Gebühren werden nicht erhoben; Kosten des Beschwerdeverfahrens nicht erstattet.
Gründe
I. Der Antragsteller wendet sich dagegen, dass das Familiengericht die begehrte Verfahrenskostenhilfe für die von ihm beabsichtigte Rechtsverfolgung, die Scheidung seiner Ehe vor Ablauf des Trennungsjahres, mit der Begründung versagt hat, sein Begehren weise nicht die erforderliche Erfolgsaussicht auf, weil er das Vorliegen einer unzumutbaren Härte im Sinne von § 1565 Abs. 2 BGB nicht hinreichend dargetan habe.
II. Die sofortige Beschwerde ist zulässig (§§ 113 Abs. 1 FamFG, 127 Abs. 2 Satz 3, 569 ZPO) und in dem aus dem Tenor ersichtlichen Umfang auch begründet:
1. a) Richtig ist, dass die unzumutbare Härte, die gegeben sein muss, damit eine Ehe vor Ablauf des Trennungsjahres geschieden werden kann, sich nicht auf die bloße Fortsetzung des ehelichen Zusammenlebens, sondern auf das Eheband als solches, das "weiter-miteinander-verheiratet-sein", beziehen muss und dass hieran sehr strenge Anforderungen zu stellen sind (vgl. nur Palandt/Brudermüller, BGB [76. Aufl. 2017], § 1565 Rn. 9; MünchKomm/Weber, BGB [7. Aufl. 2017], § 1565 Rn. 101). Dem Familiengericht ist weiter darin beizupflichten, dass die verschiedenen, von der Antragsgegnerin ausgehenden Umstände - u.a. Zwangsstörungen und Wahnvorstellungen der Antragsgegnerin; die von ihr geäußerten Suiziddrohungen; Nachstellungen durch die Antragsgegnerin; von der Antragsgegnerin gegenüber dem Antragsteller pauschal ausgestoßene Verwünschungen und Morddrohungen - als solche und für sich genommen (noch) nicht ausreichen, um eine unzumutbare Härte im Sinne von § 1565 Abs. 2 BGB zu begründen. Denn einmal ist anerkannt, dass ein auf dem Ausbruch oder der Verschlimmerung einer psychischen Erkrankung beruhendes Fehlverhalten eines Ehegatten regelmäßig nicht geeignet ist, die Voraussetzungen für eine Scheidung wegen unzumutbarer Härte zu begründen (vgl. OLG Brandenburg, Beschluss vom 5. Oktober 1994 - 9 WF 124/94, FamRZ 1995, 807 [bei juris LS] sowie MünchKomm/Weber, BGB [7. Aufl. 2017], § 1565 Rn. 119; Johannsen/Henrich-Jaeger, Hamm, Familienrecht [6. Aufl. 2015], § 1565 BGB Rn. 79a) und zum anderen stünden dem Antragsteller - wie das Familiengericht zu Recht hervorhebt - grundsätzlich ausreichende Möglichkeiten - angefangen vom schlichten Ignorieren des Fehlverhaltens der Antragsgegnerin bis hin zur Erwirkung von Schutzmaßnahmen nach dem Gewaltschutzgesetz gegen sie - zu Gebote, um sich vor Übergriffen der Antragsgegnerin zu schützen: Das vom Antragsteller glaubhaft und substantiiert geschilderte Fehlverhalten der Antragsgegnerin bezieht sich nämlich gerade noch nicht auf das "weiter-miteinander-verheiratet-sein".
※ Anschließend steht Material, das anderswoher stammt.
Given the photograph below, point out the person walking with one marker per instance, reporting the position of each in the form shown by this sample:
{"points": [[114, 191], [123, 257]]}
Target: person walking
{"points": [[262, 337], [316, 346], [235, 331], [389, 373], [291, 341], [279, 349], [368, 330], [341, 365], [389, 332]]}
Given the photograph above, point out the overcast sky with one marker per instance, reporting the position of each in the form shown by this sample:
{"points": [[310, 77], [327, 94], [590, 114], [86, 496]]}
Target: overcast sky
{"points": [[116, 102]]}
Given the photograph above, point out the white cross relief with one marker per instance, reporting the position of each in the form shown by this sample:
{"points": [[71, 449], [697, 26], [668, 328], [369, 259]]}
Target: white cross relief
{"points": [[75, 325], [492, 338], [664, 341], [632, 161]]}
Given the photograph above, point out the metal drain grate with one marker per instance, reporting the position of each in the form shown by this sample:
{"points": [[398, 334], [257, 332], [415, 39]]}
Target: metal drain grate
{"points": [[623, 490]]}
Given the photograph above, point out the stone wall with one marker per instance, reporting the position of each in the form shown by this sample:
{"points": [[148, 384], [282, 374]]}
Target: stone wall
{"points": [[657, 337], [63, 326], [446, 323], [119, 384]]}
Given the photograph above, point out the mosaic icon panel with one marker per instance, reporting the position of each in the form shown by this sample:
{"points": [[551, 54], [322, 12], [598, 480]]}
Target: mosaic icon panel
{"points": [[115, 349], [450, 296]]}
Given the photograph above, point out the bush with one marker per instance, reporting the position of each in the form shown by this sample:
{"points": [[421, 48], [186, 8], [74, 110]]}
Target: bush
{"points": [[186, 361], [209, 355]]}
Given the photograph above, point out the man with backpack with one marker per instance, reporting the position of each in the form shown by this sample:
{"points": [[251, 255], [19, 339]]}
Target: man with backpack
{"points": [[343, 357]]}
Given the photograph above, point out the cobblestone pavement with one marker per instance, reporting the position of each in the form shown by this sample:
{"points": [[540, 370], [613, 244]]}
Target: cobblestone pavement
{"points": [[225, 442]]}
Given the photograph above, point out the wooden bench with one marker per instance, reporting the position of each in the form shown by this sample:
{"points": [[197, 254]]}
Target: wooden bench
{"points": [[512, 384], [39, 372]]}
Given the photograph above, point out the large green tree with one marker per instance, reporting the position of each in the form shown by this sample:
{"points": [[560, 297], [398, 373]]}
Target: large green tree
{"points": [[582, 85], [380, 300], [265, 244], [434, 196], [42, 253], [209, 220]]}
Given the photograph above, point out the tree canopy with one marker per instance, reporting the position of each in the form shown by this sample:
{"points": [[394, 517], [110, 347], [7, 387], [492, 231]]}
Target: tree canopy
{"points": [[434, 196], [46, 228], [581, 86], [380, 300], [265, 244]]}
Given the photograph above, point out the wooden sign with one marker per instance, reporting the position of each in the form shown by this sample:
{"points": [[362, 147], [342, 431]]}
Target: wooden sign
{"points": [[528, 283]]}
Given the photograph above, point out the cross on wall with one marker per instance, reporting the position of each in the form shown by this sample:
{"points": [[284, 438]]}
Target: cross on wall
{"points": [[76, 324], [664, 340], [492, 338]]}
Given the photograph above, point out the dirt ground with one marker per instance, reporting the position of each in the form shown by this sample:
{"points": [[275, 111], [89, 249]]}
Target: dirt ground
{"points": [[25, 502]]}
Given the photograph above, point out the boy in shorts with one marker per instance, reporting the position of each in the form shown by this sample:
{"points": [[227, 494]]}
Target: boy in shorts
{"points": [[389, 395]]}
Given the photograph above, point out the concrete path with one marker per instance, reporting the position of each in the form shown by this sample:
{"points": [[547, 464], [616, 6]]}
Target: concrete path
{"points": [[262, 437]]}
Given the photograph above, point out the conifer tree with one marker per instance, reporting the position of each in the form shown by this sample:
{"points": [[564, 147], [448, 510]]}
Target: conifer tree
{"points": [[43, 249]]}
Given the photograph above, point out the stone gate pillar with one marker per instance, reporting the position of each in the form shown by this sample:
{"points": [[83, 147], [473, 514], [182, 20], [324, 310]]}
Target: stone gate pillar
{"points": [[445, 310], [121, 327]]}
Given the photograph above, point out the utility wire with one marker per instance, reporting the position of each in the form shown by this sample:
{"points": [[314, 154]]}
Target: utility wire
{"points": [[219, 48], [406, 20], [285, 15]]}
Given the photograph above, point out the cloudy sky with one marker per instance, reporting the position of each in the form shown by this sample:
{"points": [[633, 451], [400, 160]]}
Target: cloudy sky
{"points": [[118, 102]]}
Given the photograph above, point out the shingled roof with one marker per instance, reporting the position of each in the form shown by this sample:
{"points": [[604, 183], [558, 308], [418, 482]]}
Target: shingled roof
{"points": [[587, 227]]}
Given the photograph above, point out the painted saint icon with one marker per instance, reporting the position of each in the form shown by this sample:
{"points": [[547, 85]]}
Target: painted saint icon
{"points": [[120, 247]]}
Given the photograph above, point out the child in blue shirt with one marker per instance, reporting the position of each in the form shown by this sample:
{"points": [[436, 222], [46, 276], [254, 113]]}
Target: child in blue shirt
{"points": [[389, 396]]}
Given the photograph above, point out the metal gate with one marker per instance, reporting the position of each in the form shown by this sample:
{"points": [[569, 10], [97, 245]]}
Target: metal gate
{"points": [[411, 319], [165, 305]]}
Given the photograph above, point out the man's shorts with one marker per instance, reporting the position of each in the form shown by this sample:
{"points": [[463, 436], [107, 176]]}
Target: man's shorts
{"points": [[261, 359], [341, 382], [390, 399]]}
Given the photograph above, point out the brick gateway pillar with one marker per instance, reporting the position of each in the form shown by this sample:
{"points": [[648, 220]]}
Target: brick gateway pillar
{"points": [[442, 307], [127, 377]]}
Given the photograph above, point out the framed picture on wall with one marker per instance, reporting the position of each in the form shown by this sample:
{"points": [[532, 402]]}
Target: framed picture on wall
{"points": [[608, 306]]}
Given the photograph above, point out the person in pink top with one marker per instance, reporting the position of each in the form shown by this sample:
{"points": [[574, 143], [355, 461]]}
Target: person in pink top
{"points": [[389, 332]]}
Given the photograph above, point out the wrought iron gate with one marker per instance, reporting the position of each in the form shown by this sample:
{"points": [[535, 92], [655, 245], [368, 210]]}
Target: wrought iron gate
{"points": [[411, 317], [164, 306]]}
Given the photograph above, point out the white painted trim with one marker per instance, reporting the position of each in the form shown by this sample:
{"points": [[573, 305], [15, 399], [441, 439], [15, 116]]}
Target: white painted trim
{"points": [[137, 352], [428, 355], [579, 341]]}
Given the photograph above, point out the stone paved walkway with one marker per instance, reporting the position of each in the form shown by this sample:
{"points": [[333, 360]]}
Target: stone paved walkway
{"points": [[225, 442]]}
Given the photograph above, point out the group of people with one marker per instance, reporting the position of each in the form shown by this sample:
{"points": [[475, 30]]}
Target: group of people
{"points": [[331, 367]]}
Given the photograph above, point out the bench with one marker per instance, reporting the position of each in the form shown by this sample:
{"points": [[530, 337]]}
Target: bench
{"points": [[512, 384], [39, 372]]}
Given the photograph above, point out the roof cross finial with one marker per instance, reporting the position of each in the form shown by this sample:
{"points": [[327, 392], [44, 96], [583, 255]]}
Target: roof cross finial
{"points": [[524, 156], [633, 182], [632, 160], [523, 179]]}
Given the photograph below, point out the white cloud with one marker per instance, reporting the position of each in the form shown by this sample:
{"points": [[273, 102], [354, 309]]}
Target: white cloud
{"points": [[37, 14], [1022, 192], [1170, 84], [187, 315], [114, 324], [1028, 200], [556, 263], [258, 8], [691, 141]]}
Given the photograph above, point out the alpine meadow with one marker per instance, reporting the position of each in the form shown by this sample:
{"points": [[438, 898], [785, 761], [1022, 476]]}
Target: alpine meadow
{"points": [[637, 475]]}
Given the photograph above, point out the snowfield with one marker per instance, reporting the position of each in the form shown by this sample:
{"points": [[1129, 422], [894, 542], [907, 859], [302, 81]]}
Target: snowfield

b) Eine unzumutbare Härte liegt jedoch vor, wenn die Auswirkungen berücksichtigt werden, die das (wohl) auf eine psychische Erkrankung der Antragsgegnerin zurückgehende Fehlverhalten auf den Antragsteller hat: Es ist daran zu erinnern, dass die in § 1565 Abs. 2 BGB genannte Härte sich auf das Empfinden des Ehegatten bezieht, der die vorzeitige Scheidung der Ehe begehrt. Entscheidend ist dessen subjektive Erlebnis- und Empfindungsfähigkeit (vgl. MünchKomm/Weber, BGB [7. Aufl. 2017], § 1565 Rn. 105). Bei der Beurteilung des subjektiven Empfindens des antragstellenden Ehegatten ist ein strenger Maßstab anzulegen. Eine die vorfristige Scheidung rechtfertigende unzumutbare Härte liegt danach nur vor, wenn eine Wiederherstellung der Lebensgemeinschaft der Ehegatten nicht mehr erwartet werden kann und über den Umstand des Scheiterns der Ehe hinaus in der Person des Antragsgegners Gründe vorliegen, die so schwer sind, dass dem Antragsteller bei objektiver Betrachtung nicht angesonnen werden kann, an den Antragsgegner als Ehegatten weiterhin gebunden zu sein (vgl. BGH, Urteil vom 5. November 1980 - IVb ZR 538/80, FamRZ 1981, 127 [bei juris Rz. 16]) und ihm ...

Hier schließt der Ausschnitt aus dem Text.